Executive says airport not at risk of becoming flyover city

Posted: Tuesday, April 29, 2003

ANCHORAGE (AP) Anchorage is not at risk of becoming a flyover city anytime soon, according to a Boeing executive.

Tom Hoang, Boeing's director of cargo marketing for the America region, said most airlines can't afford to do what Air France did when it bought longer range jets. That move led to Fairbanks losing Air France as a cargo transit stop customer.

Hoang said that the Boeing 747-400s extended range freighters that Air France bought cost from $188 million to $215 million each. They have longer-range fuel capacity, but that's not cost effective for most cargo carriers, Hoang said.

Air France could afford the upgrade, but Hoang told the Alaska Journal of Commerce that most airlines will opt to convert passenger jets.

It's very expensive,'' Hoang said. Mostly you will see a lot of airlines will go with conversion, rather than a brand new production aircraft.''

He said Air France could afford the longer range jumbo jets because the airline is one of the top players in the air cargo business.

While Anchorage has lost passenger transit business over the years, Hoang said the dynamics for the air cargo industry are different.

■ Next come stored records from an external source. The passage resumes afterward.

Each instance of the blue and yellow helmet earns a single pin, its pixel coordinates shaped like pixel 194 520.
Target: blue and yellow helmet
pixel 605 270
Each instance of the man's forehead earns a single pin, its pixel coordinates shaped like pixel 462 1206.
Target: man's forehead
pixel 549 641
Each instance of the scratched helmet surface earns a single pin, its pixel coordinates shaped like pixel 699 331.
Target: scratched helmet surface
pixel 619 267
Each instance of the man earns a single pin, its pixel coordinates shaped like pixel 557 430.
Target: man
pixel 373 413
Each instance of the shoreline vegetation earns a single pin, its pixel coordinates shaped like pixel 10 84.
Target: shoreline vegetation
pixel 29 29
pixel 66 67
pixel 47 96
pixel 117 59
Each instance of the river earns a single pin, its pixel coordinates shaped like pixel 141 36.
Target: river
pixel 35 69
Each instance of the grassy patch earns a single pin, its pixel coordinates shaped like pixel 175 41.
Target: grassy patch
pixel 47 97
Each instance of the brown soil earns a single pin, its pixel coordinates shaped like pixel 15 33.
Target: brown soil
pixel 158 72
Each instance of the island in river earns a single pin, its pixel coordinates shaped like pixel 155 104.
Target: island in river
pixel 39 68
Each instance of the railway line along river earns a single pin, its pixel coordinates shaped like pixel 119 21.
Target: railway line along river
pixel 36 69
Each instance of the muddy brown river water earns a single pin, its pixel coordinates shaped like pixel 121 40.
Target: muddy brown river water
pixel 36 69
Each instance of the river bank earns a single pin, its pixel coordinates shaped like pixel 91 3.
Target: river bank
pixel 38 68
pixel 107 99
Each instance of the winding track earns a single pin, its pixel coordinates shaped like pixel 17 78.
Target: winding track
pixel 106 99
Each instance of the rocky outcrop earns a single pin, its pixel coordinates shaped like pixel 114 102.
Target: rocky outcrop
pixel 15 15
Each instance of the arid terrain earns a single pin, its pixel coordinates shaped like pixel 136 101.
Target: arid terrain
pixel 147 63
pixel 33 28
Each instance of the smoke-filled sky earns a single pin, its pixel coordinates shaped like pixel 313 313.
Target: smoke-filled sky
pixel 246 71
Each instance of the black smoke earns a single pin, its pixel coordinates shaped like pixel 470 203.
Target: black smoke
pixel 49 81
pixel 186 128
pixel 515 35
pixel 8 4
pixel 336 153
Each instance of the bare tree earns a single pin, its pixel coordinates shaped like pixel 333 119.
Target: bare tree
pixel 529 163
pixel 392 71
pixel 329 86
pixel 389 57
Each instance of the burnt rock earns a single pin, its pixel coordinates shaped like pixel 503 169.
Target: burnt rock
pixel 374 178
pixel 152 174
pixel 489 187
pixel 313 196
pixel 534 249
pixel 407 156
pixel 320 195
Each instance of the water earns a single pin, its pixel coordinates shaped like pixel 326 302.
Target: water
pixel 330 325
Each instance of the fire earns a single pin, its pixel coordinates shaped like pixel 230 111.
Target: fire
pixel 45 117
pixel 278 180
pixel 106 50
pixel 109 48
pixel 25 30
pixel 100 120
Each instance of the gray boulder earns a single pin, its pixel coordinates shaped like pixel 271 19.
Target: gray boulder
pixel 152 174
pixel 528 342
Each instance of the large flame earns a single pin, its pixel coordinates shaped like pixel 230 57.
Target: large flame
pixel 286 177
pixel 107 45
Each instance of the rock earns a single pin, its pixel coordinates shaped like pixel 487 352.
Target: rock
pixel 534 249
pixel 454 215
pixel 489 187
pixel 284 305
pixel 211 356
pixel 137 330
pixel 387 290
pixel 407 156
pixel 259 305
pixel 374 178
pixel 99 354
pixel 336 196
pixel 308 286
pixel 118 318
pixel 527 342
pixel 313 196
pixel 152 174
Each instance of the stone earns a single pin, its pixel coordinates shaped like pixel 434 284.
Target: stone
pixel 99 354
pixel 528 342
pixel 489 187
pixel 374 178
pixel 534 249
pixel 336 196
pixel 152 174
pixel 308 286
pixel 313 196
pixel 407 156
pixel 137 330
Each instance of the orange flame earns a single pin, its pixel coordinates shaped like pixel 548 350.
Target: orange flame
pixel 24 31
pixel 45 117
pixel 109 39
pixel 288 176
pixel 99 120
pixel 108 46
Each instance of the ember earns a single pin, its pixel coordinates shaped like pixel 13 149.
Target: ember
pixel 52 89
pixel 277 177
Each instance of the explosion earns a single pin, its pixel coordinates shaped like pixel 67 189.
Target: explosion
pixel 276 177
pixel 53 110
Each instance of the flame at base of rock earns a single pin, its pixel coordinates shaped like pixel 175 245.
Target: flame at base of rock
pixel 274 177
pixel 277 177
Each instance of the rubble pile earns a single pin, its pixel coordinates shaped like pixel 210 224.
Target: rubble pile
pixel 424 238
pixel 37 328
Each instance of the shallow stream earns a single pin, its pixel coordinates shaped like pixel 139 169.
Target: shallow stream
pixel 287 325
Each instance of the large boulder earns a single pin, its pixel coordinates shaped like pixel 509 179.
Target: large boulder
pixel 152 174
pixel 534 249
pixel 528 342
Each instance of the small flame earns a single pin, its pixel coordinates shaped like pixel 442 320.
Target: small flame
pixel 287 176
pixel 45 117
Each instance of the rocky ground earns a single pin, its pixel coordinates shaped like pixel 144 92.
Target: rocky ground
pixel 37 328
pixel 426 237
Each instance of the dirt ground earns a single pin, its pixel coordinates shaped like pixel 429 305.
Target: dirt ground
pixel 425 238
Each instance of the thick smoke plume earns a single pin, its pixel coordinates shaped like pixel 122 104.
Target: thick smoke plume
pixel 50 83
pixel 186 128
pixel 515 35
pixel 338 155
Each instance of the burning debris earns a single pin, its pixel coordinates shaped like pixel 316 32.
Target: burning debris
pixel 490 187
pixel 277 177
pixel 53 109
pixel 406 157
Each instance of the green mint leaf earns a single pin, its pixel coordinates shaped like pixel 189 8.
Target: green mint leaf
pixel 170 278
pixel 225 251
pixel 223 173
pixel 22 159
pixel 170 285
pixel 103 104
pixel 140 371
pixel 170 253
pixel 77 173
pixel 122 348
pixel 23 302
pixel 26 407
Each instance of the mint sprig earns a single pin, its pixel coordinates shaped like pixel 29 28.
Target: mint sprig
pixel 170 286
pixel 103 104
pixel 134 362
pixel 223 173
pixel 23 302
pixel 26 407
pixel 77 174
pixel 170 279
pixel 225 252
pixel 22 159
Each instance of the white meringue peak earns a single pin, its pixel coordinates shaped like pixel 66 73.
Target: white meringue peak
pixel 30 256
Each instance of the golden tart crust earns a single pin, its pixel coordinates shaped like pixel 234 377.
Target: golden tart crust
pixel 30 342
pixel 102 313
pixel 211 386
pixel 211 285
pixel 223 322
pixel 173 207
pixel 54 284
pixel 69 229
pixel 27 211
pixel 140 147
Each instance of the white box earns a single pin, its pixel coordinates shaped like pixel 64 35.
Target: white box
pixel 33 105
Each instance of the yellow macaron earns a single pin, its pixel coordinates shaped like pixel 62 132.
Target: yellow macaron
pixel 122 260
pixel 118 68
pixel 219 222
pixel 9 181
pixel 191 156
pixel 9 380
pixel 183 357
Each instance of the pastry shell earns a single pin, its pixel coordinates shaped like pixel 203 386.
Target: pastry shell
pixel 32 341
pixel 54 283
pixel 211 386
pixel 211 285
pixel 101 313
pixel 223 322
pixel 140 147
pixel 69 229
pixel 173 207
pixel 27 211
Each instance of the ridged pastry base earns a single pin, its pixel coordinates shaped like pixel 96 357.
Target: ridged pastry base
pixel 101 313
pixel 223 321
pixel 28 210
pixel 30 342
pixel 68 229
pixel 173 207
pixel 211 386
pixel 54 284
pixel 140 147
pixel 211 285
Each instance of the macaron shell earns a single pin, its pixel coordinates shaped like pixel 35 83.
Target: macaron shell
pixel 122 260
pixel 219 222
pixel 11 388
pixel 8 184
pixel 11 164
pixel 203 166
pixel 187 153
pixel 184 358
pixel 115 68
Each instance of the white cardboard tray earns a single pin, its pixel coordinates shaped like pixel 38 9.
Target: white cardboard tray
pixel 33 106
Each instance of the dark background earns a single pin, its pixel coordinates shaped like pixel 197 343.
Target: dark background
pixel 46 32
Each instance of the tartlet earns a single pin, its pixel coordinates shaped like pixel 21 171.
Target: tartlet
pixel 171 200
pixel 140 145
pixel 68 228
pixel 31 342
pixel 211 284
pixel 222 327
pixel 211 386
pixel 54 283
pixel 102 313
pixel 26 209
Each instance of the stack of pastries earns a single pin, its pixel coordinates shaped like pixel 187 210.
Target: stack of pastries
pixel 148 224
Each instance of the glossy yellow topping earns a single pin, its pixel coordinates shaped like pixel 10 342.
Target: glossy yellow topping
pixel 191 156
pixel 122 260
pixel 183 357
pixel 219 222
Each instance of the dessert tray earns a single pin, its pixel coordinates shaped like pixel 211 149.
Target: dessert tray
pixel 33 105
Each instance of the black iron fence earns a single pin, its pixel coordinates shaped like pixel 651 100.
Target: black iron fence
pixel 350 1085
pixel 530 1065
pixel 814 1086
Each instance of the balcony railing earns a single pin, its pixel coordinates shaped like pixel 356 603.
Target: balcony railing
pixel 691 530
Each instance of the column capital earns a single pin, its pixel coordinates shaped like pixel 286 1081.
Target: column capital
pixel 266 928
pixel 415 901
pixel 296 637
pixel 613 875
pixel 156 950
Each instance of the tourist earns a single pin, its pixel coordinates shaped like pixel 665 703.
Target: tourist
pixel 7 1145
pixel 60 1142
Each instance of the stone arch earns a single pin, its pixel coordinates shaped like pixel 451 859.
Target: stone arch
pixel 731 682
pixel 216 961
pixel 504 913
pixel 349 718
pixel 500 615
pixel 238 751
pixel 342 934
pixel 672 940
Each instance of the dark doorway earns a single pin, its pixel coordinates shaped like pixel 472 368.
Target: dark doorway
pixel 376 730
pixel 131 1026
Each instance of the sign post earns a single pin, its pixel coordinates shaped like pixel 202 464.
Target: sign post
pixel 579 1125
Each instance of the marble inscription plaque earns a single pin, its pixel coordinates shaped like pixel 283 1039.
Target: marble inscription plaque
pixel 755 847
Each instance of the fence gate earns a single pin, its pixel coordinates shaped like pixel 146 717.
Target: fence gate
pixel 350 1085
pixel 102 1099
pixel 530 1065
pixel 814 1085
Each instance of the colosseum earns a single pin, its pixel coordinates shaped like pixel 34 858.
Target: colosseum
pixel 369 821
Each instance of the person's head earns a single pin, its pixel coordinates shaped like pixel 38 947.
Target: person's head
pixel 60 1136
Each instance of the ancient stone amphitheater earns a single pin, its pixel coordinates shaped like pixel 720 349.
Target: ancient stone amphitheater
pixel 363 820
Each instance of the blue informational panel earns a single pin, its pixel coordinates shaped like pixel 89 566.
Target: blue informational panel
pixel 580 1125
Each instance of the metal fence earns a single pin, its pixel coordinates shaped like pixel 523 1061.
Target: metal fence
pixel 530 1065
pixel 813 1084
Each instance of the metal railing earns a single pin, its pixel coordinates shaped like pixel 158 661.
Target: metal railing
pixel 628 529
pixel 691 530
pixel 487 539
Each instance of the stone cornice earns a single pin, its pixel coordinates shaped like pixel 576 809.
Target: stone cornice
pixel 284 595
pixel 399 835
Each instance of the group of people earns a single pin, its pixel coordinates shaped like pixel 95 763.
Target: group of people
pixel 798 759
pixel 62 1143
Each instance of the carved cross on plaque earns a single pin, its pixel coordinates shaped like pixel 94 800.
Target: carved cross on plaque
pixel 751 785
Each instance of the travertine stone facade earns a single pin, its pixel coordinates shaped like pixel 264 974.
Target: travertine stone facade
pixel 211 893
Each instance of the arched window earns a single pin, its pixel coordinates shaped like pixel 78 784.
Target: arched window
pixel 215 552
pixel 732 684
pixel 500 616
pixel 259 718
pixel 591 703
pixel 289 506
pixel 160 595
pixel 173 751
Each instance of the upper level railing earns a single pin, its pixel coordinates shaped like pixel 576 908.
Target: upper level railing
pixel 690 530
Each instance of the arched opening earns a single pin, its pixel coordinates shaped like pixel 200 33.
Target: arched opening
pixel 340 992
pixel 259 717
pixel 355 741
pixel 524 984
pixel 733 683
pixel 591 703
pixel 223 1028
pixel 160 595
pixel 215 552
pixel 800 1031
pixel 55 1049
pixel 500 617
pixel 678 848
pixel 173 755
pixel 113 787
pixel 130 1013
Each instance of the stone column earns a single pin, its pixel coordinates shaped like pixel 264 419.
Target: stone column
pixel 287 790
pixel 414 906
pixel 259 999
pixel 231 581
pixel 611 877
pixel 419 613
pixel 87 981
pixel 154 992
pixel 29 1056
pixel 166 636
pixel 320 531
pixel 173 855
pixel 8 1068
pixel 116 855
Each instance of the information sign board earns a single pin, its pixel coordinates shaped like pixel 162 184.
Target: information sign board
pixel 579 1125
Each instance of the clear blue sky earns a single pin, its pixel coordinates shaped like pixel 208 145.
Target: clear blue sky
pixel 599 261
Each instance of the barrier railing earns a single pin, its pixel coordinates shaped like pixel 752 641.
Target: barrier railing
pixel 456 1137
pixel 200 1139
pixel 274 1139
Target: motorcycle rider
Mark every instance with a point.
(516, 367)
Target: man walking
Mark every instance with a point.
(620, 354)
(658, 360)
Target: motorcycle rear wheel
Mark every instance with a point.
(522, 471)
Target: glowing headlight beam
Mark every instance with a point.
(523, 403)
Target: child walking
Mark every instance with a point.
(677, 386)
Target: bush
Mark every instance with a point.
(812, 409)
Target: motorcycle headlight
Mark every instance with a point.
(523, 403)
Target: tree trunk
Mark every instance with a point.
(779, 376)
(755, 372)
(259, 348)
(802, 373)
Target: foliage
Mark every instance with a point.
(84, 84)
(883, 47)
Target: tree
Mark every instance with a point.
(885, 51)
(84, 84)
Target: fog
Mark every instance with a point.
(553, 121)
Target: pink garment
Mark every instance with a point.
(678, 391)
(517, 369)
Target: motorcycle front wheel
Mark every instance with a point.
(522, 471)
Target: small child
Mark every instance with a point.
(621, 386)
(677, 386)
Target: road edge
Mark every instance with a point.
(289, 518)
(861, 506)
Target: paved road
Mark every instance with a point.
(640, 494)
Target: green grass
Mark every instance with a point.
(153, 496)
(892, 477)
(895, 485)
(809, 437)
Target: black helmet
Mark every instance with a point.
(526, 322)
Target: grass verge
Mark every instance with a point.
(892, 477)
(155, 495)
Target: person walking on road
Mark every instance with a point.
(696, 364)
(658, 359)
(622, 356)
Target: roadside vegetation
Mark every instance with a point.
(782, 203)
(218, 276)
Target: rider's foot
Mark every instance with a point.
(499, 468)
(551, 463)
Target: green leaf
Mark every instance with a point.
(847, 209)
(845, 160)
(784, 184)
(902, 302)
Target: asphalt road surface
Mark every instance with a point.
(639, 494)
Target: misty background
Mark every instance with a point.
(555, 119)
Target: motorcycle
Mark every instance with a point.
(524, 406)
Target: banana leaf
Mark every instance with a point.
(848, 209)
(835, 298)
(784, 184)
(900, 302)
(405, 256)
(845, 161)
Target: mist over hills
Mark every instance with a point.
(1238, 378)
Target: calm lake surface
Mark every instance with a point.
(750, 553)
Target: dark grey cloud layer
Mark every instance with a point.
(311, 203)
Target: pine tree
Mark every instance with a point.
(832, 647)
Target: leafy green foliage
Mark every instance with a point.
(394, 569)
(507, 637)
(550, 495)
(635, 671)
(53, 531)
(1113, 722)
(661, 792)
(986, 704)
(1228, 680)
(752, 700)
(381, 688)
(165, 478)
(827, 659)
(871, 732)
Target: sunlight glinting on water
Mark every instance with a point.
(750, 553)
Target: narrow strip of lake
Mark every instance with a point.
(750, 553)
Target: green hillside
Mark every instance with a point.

We don't see cargo following the same path of passenger flights in terms of overflying Anchorage,'' Hoang said. The characteristics of the air cargo market are very different from the passenger market.''

Anchorage is one of six cities that will receive service from the new large cargo jets.

In February, Ted Stevens Anchorage International Airport won a $51 million grant from the U.S. Department of Transportation to upgrade facilities. The money will be used to pay for construction of taxiways and upgrade existing runways over a six-year period.